Hi Martin,
Typically with these parallel thread issues one of the threads has
finished and tidied up before the unfortunate remaining thread has
finished. In order to reproduce the problem you will need something
approximating the original data in order to make sure you get a similar
query plan and to make sure you get similar timings at runtime.
I started in this email to write a general guide on how to create a
testcase for this situation, but then decided it's probably better if
you open a support issue and we discuss it step by step via the issue.
It may be that with details of the SQL procedure, some diagnostics to
see the query execution plan, and a decode of the stack, we could even
work out what has happened without a testcase.
Regards,
Kevin Smedley.
From: info-ingres-bounces (AT) kettleriver...ting (DOT) com
[mailto:info-ingres-bounces (AT) kettleriverconsulting (DOT) com] On Behalf Of
Martin Bowes
Sent: 10 October 2011 14:40
To: Ingres and related product discussion forum
Subject: [Info-Ingres] level of parallelism and SIGSEGV in procedure
call.
Hi All,
On Ingres II 10.0.0 (a64.lnx/132)NPTL + p14139
We have a procedure which when we execute it several times in succession
fails with a SIGSEGV (see below)...and at different points in that
sequence. I've seen situations where we do the sequence and got no
errors, rollback, repeat and get errors aplenty.

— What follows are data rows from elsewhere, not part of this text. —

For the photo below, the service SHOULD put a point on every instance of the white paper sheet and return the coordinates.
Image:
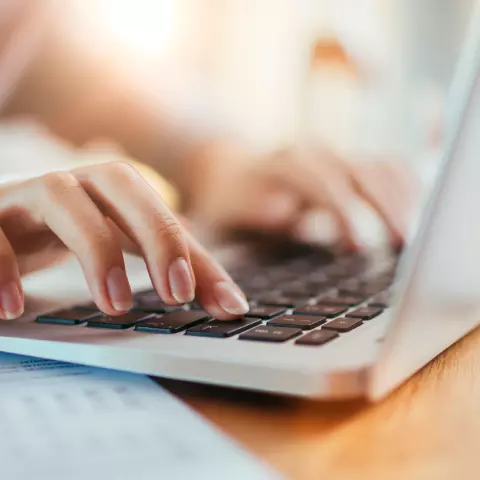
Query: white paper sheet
(62, 421)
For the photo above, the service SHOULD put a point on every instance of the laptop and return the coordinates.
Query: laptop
(321, 325)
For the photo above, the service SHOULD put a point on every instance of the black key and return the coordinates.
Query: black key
(223, 329)
(270, 334)
(68, 317)
(265, 312)
(173, 322)
(382, 300)
(366, 313)
(195, 306)
(329, 311)
(282, 301)
(304, 322)
(319, 337)
(119, 323)
(343, 324)
(347, 300)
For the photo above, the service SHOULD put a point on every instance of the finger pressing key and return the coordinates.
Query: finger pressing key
(11, 293)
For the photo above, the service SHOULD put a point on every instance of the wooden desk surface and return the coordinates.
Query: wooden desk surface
(428, 429)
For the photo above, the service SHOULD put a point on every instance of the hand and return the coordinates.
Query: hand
(93, 211)
(309, 194)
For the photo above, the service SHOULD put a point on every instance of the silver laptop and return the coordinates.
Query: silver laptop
(321, 326)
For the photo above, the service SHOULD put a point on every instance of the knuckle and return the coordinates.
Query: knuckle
(59, 183)
(99, 240)
(6, 259)
(121, 170)
(167, 228)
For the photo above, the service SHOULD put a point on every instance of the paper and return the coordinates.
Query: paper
(63, 421)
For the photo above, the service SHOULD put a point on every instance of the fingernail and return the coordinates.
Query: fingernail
(230, 299)
(12, 301)
(181, 282)
(119, 290)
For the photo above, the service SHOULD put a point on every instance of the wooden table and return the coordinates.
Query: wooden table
(428, 429)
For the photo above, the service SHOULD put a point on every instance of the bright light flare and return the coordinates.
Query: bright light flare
(148, 27)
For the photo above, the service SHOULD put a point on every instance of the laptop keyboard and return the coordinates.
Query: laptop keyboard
(296, 300)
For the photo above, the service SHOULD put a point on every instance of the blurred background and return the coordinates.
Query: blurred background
(363, 75)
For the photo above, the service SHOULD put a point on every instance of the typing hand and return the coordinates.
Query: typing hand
(311, 195)
(91, 211)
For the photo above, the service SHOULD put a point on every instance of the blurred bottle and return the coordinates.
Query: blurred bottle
(406, 52)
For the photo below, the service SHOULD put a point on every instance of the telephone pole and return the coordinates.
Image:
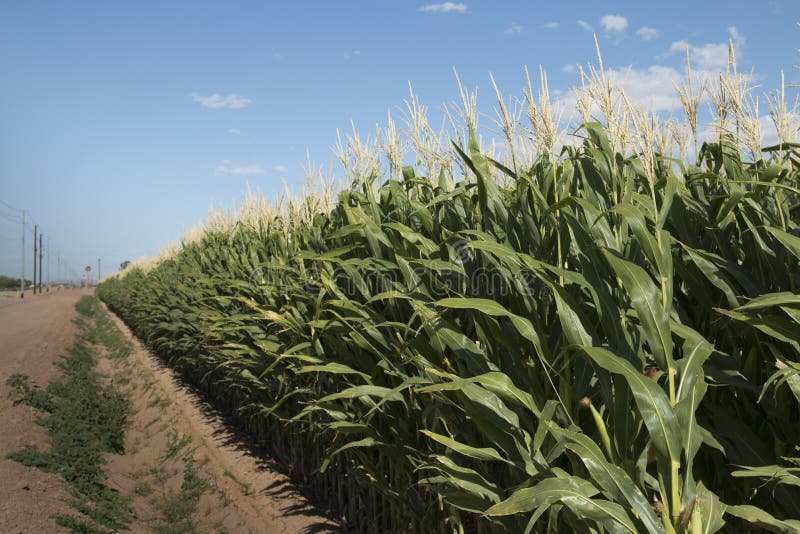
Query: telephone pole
(35, 232)
(41, 251)
(22, 274)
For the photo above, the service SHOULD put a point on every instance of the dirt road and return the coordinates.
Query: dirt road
(177, 449)
(33, 333)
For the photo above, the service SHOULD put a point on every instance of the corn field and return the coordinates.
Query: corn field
(595, 336)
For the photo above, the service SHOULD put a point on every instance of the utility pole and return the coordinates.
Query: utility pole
(22, 274)
(41, 251)
(35, 232)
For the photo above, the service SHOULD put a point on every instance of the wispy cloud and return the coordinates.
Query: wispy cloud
(646, 33)
(228, 168)
(217, 101)
(613, 23)
(710, 56)
(444, 7)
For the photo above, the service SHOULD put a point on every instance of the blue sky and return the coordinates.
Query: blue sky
(120, 124)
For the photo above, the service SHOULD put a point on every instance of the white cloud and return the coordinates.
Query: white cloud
(226, 168)
(646, 33)
(652, 87)
(614, 23)
(710, 56)
(217, 101)
(445, 7)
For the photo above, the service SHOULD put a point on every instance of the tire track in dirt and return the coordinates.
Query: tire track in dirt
(34, 333)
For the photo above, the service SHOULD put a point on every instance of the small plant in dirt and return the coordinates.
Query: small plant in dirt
(84, 420)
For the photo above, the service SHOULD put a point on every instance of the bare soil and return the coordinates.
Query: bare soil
(182, 462)
(34, 332)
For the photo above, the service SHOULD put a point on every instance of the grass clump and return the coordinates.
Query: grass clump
(84, 420)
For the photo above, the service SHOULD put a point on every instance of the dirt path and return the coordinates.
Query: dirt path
(185, 470)
(34, 332)
(243, 493)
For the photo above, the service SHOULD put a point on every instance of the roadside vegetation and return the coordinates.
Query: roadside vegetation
(590, 333)
(85, 421)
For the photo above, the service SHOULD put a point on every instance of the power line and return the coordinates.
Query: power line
(6, 204)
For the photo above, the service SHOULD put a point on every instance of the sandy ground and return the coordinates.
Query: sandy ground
(34, 332)
(172, 433)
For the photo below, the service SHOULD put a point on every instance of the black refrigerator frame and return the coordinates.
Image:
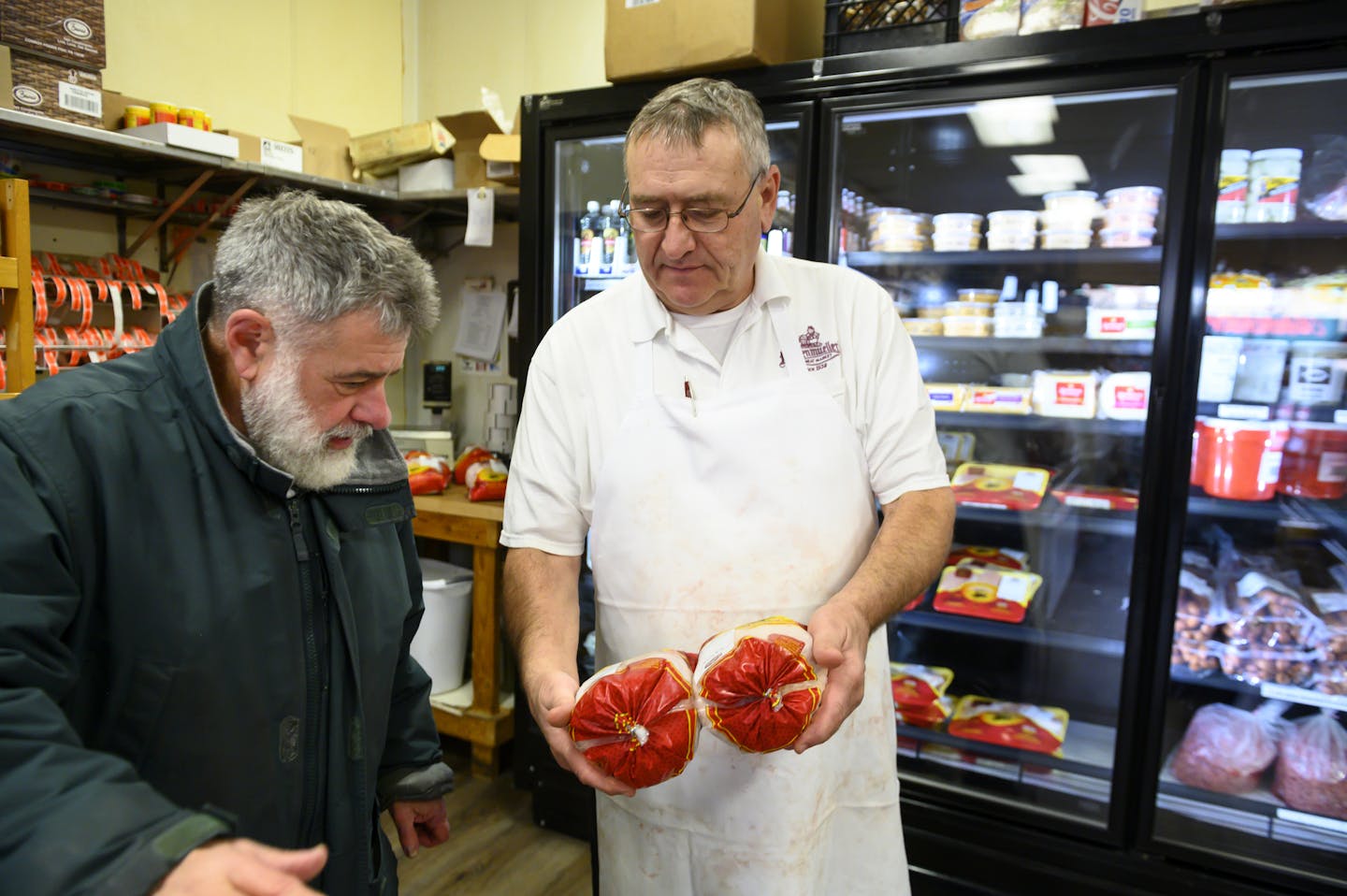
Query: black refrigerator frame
(981, 846)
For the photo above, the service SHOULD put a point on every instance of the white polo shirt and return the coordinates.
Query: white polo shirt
(581, 385)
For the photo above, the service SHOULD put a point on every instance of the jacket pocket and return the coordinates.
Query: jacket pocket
(132, 730)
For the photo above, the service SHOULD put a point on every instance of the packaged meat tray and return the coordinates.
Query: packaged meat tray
(636, 720)
(986, 592)
(1267, 614)
(1312, 767)
(1098, 498)
(1038, 730)
(1227, 749)
(981, 556)
(918, 686)
(1013, 488)
(1197, 616)
(756, 685)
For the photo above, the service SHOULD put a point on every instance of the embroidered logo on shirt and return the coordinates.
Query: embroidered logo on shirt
(815, 351)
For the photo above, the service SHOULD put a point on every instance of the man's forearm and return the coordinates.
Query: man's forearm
(542, 611)
(905, 556)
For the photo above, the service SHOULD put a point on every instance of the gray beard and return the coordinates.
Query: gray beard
(284, 433)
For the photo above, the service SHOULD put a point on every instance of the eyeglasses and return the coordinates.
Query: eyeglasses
(695, 220)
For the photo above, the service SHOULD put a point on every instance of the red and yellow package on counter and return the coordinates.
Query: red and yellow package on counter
(986, 592)
(981, 556)
(1013, 488)
(1038, 730)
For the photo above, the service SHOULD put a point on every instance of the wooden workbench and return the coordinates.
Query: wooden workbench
(453, 517)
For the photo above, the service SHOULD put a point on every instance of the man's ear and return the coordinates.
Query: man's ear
(250, 339)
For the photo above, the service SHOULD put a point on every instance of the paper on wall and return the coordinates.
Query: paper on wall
(480, 325)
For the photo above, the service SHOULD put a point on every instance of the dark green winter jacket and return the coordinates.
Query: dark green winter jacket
(189, 648)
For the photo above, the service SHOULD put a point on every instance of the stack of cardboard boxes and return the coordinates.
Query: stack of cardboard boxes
(51, 58)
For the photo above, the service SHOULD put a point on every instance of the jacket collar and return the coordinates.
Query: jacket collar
(646, 315)
(182, 357)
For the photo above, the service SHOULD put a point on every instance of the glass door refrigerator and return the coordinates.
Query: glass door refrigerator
(1249, 761)
(1025, 235)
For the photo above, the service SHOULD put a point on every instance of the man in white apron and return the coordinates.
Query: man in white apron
(721, 427)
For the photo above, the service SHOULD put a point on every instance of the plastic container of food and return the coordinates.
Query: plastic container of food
(1129, 220)
(1083, 202)
(1065, 238)
(1111, 238)
(1273, 185)
(1313, 464)
(988, 296)
(969, 309)
(1233, 187)
(963, 325)
(958, 223)
(957, 241)
(1013, 221)
(1318, 372)
(1137, 198)
(1017, 241)
(1245, 459)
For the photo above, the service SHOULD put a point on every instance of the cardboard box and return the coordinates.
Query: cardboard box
(67, 31)
(434, 175)
(326, 149)
(501, 153)
(185, 137)
(385, 152)
(658, 38)
(51, 89)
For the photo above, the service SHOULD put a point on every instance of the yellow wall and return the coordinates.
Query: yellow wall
(511, 46)
(253, 62)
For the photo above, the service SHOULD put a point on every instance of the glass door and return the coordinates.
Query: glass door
(1022, 240)
(1253, 759)
(593, 248)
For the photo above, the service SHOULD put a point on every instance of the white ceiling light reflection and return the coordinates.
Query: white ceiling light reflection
(1021, 122)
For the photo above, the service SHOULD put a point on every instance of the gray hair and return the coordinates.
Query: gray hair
(680, 113)
(303, 260)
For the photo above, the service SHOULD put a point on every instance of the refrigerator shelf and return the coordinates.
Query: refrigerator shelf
(1145, 257)
(1058, 516)
(1267, 690)
(1036, 422)
(1288, 231)
(1021, 632)
(1046, 345)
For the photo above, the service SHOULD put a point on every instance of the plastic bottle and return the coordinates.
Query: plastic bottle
(1233, 186)
(589, 226)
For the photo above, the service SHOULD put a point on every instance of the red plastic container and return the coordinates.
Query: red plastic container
(1313, 462)
(1245, 459)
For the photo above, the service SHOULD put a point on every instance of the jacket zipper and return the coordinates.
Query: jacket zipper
(312, 672)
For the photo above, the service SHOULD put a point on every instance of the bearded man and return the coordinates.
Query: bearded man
(209, 584)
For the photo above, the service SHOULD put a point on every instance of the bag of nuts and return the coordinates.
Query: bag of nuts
(1197, 617)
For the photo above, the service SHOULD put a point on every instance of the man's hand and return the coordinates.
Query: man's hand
(553, 702)
(841, 635)
(244, 868)
(421, 822)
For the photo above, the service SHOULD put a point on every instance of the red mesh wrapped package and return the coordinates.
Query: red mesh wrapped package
(756, 685)
(427, 473)
(1226, 749)
(1312, 767)
(636, 720)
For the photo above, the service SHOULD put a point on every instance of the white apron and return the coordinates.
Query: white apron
(746, 505)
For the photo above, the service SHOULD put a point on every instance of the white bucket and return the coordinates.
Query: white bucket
(441, 643)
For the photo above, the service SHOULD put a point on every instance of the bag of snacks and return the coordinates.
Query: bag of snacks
(1226, 749)
(756, 685)
(636, 720)
(1197, 617)
(1312, 767)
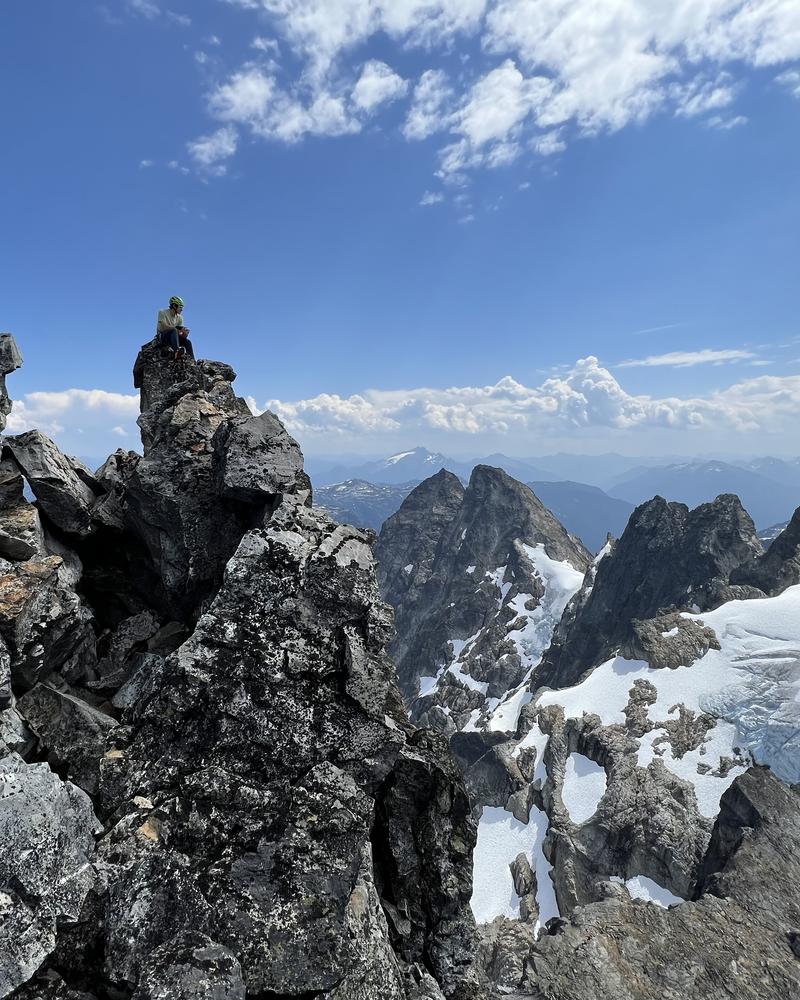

The SIGSEGV seems to implicate the Parallel Query Thread and the server
in question has opf_pq_dop = 8. I've recovered the database to another
installation and duplicated the results there. I then reset opf_pq_dop
to zero on the recovery installation and the sequence always executes
OK.
Having reset the recovery box to use opf_pq_dop = 8, I then altered the
sequence to commence with set noparallel and it works fine every time.
So I'm pretty convined we have a bug related to parallel query
processing.
Now the fun part of building a test case and sending to support....
The database is way too large and holds way too much sensitive data to
be sent so I've tried creating empty tables of the same structure as the
originals, copying the stats over to the new tables and repeating the
procedure sequence (modifed for the new tables)...and it works every
time regardless of the parallelism.
Anyone got any ideas on what might be going wrong?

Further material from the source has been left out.